Wednesday 29 March 2023

New Book: Blockbuster Wargame (1984)- American Army Wargaming Rules for Military Operations in Urbanised Terrain


Developed and played during the Cold War, BLOCKBUSTER, is a set of professional wargaming rules written by the American Army. Along with the better known Dunn Kempf wargame rules, they were tools for training soldiers in the 1980’s in the profession of arms.

BLOCKBUSTER is a three-dimensional, manual, battle simulation system designed for the purpose of conducting leader training in Military Operations on Urbanized Terrain (MOUT). Players employ miniature vehicles and dismounted units on a scaled terrain board according to the Rules of Play. The Rules of Play are designed to accurately simulate the capabilities of vehicles, weapons systems, and personnel. A 6-8 hour BLOCKBUSTER exercise can represent approximately 15-30 minutes of battle. BLOCKBUSTER trains company-level leaders from the squad leader and tank commander up to the company team commander.

The rules are published by the History of Wargaming Project as part of its ongoing work to document the development of wargaming. They are edited by John Curry and David Burden 

Thursday 9 March 2023

New Book- Battle in the Vietnam War: including Buckle for your Dust! and other wargames by Paddy Griffith and Greg McCauley


I am particularly excited to announce a new posthumous book by the late Paddy Griffith. There is still so much more to publish from his archive.

Paddy was the UK’s tactical historian of his generation. He was particularly interested in the face of battle, what happened when forces met on the field of battle. This book is an attempt to assemble his key writings and wargames around the Vietnam War into a single work, published posthumously. Written over a number of years, most of it was never published.

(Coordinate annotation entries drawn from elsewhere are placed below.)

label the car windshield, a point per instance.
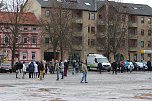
(102, 60)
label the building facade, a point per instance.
(27, 39)
(88, 27)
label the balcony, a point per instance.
(132, 36)
(132, 49)
(132, 24)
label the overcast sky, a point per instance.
(148, 2)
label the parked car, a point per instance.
(128, 66)
(5, 67)
(140, 66)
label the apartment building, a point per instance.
(88, 26)
(27, 41)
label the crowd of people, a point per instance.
(129, 66)
(38, 69)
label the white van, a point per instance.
(94, 59)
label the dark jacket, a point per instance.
(148, 64)
(114, 65)
(65, 65)
(20, 65)
(31, 67)
(41, 66)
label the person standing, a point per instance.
(100, 67)
(65, 67)
(74, 66)
(24, 70)
(84, 72)
(35, 70)
(20, 67)
(57, 68)
(149, 65)
(31, 69)
(41, 68)
(61, 64)
(16, 69)
(114, 67)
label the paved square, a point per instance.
(136, 86)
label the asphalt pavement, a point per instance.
(135, 86)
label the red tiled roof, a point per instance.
(24, 18)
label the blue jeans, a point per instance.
(84, 77)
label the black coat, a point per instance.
(114, 65)
(20, 65)
(31, 67)
(148, 64)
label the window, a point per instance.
(25, 28)
(100, 16)
(25, 55)
(33, 55)
(149, 56)
(91, 29)
(34, 28)
(142, 19)
(91, 42)
(142, 43)
(149, 32)
(25, 40)
(149, 20)
(135, 57)
(142, 56)
(34, 40)
(6, 40)
(47, 13)
(149, 43)
(132, 43)
(91, 16)
(46, 40)
(142, 31)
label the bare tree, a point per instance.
(114, 27)
(10, 25)
(58, 27)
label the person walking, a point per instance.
(84, 72)
(24, 70)
(149, 65)
(65, 67)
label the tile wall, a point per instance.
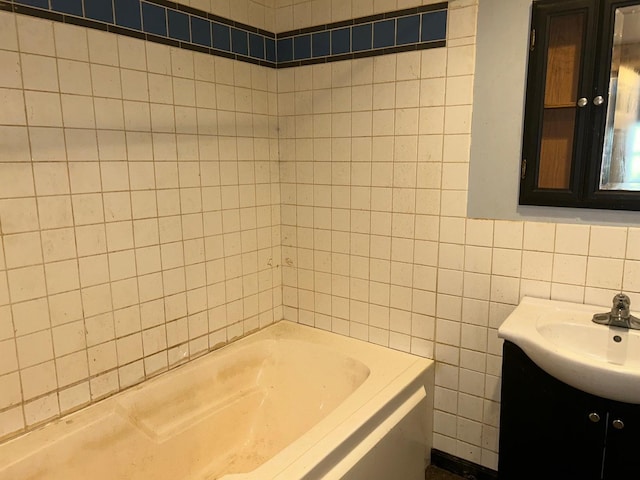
(139, 212)
(376, 241)
(370, 185)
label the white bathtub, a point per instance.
(289, 402)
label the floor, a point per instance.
(435, 473)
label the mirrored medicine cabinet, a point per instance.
(581, 144)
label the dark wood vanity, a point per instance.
(552, 431)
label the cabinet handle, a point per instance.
(618, 424)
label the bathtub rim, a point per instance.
(288, 459)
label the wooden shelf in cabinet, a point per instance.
(560, 105)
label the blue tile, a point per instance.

This collection of writings and musings begins with a brief review of the history of the war and delineation of some of its key features and themes. Especially intriguing are the essays about the birthing pains of the so-called electronic battlefield;” the role of the helicopter; the still evident American predilection for assuming fancy technology will work as advertised, and reduce the mortal dangers faced by troops in combat; and the natural consequence of that attitude, the still amazing distortion of battles created by the pressure to and success in evacuating casualties. But the book goes beyond raw historical analysis to dive into the question of why and how we can recreate aspects of the war using a wide range of wargaming techniques.

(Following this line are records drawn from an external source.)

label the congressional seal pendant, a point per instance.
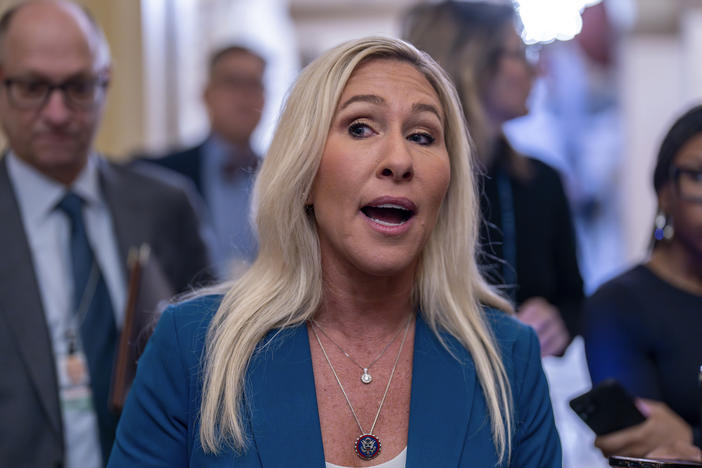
(367, 446)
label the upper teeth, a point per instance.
(392, 205)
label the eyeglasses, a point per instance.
(78, 94)
(688, 182)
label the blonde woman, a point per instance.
(363, 333)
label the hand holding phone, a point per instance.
(607, 408)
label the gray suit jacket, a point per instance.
(143, 209)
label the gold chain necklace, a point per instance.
(367, 446)
(366, 378)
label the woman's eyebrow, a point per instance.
(421, 107)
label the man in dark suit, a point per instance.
(68, 219)
(223, 166)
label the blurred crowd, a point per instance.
(546, 141)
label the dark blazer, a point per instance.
(143, 209)
(448, 424)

Also included is an account of Memphis Mangler IV, the first hobby megagame. From the perspective of wargaming history this was the game that launched the new genre of megagames; multiplayer wargames that attempt to represent a piece of history including command and control issues. Close reading of the detailed briefs for the roles in this first megagame is an excellent way to learning about Paddy Griffith’s understanding of the Vietnam War.